Why I built Klarix
The path from agricultural computer vision to competitive intelligence, and why it's the same problem.
Shipping production AI at John Deere
I work as an AI engineer on FurrowVision, one of the largest precision-ag programs in the world. Real-time computer vision on A10 GPU clusters, 38M+ sensor images, F1 from 0.44 to 0.92 across eight months of dataset curation and model compression. That's where I learned how to make AI actually run in production, not just in notebooks.
Three years of building startups in my free time
Since 2023 I've spent every night and weekend building. First came Speaksense, a multi-tenant LLM platform with English-to-SQL co-agents, pgvector embeddings, agency-scoped RBAC, and Stripe billing. That taught me what it takes to ship an AI product end-to-end: auth, billing, observability, and the operational glue most founders skip.
Sales teams flying blind
Every B2B team I talked to had the same complaint. Paying $5K+/month for Apollo, ZoomInfo, Clay, Gong, getting raw data they couldn't use. Reps burning 20+ hours a week researching prospects, still walking into deals blindsided by competitors they'd never heard of. Marketing had a battlecard nobody opened. Mandy McEwen calls it Battlecard Theater. The intel existed. It just wasn't in the rep's hand at the moment of truth.

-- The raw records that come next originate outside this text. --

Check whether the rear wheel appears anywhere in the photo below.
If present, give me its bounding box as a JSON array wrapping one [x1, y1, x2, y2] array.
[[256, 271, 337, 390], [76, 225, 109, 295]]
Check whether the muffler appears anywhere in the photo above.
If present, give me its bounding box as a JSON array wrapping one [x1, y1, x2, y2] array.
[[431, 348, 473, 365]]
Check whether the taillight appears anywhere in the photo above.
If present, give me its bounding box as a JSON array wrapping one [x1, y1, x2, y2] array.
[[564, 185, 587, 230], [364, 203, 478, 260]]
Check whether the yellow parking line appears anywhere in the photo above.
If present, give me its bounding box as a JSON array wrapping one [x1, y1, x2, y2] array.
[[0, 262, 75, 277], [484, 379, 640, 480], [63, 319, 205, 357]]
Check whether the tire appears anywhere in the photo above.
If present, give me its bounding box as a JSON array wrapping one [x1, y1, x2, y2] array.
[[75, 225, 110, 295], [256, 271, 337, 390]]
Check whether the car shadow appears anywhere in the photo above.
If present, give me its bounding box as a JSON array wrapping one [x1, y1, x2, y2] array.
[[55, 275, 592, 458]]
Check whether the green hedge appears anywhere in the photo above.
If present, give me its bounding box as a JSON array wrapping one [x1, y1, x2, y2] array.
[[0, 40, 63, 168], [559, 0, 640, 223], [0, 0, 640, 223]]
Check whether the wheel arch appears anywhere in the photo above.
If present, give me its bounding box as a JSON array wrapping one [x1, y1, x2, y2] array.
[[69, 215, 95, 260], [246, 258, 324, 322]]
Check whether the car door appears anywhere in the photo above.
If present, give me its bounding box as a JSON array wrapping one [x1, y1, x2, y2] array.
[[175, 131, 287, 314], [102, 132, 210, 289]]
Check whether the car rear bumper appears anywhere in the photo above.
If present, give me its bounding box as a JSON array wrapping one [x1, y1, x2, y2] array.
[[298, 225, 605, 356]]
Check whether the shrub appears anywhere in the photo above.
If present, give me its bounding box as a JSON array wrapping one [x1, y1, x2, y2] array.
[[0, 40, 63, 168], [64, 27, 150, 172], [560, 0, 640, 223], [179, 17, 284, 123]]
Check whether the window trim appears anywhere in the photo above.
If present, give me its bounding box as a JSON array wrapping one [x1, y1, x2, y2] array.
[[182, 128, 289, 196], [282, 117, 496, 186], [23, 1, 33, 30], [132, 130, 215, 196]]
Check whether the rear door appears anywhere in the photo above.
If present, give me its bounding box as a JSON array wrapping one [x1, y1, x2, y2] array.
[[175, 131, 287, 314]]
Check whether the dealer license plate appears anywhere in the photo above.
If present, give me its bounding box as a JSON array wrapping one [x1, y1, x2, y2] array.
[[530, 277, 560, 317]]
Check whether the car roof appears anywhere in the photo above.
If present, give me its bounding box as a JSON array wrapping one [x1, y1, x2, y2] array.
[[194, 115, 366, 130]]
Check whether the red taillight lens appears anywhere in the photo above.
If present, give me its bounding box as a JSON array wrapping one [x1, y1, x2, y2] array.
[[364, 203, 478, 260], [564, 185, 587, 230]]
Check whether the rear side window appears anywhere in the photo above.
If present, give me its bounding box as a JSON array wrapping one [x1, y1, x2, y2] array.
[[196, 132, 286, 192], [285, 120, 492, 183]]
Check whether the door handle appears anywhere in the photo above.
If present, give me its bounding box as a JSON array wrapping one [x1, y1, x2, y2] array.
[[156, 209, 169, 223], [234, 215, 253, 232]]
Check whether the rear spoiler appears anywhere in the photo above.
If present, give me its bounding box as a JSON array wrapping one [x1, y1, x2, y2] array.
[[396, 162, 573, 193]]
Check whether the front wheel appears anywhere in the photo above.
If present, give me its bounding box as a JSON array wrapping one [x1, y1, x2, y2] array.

Intelligence as a deliverable, not a dashboard
I built Klarix because the market didn't need another tool, it needed an outcome. Dr. Nici Sweaney's framing for AI fits exactly: it's an operating system underneath, not another app to adopt. Dossiers, battle cards, SWOTs, surface maps, outreach sequences. Ready to use. Delivered in 3 to 7 days. Backed by a human-gated, multi-source pipeline with cost-optimized model routing, failover, and citation gates — the same engineering rigor I apply at the day job, pointed at competitive intelligence.